Forget John-Wayne-style stoic strength, by 1989 pop culture had shifted the vibes around American white masculinity so significantly that it was OK to be vulnerable, hurt, and damaged…so long as that injury reinforced white masculine grievance at gender and racial minorities. Grunge crossed over in the 1989 era because mainstream American white masculinity had made the same shift from public to private grievance–grunge’s once-countercultural performance of injured selfhood had, for entirely nonmusical reasons, become the norm.
The “inward turn” away from the public to the variously-figured private sphere that Clover identified in hip hop and grunge extends far beyond the realm of popular music; these genres are microcosms of a broader shift as the public/private binary collapses and the ideals it valorized – universality, objectivity, autonomy, formal equality before the law, abstract individuality, etc. – lose their purchase…in part because postwar civil rights movements had caused the very people that public/private binary was designed to exclude from accessing those values to begin to meaningfully benefit from them.

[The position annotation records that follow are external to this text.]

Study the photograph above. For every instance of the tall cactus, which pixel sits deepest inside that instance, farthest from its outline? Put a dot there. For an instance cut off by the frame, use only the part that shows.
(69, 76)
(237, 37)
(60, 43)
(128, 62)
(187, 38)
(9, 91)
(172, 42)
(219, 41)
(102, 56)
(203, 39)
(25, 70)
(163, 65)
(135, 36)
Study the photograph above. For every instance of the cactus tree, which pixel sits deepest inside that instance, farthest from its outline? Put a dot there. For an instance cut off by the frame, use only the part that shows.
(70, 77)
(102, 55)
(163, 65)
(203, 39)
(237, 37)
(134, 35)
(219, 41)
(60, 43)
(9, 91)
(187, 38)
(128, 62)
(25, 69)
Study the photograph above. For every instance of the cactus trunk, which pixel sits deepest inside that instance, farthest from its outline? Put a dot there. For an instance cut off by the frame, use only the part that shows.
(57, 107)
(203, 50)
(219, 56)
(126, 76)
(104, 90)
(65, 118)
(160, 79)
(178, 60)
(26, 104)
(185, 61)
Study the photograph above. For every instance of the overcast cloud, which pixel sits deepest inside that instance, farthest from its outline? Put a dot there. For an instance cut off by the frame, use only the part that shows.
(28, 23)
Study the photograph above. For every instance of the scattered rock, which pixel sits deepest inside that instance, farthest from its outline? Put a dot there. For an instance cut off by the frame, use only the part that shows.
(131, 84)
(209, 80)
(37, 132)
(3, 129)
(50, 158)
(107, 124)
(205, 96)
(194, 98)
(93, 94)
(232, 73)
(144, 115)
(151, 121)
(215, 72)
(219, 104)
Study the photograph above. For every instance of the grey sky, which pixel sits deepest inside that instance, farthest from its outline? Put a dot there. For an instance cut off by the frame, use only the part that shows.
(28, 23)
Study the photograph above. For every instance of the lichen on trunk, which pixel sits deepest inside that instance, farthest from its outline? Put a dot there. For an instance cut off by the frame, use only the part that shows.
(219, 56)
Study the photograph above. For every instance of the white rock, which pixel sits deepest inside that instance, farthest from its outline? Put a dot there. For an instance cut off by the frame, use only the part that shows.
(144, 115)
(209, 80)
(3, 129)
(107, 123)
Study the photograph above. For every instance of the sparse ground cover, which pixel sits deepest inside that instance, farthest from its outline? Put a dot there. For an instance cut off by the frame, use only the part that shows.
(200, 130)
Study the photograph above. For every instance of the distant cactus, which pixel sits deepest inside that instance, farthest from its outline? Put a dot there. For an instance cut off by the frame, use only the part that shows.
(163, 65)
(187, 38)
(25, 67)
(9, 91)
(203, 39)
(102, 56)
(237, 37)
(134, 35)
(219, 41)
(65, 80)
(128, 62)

Since 1989, the privatization of aesthetic taste has taken many forms: omnivorousness (1996), poptimism (turn-of-the-millennium), algorithmic personalization and Nick-Seaver-style “avidity” (2010s), Kornbluhian “immediacy” (also 2010s), vibes (2010s & 20s), AI slop (2020s), looksmaxxing (2020s), and who knows what will come next. In true Cooperian “Family Values” style, this privatization can lean neoliberal or neoreactionary. The whole point is that there is no singular hegemonic construction of aesthetic taste: universals don’t matter anymore. Taste can be whatever so long as it is a vector for patriarchal racial capitalist accumulation and status. The point is that it is subjective and non-universal.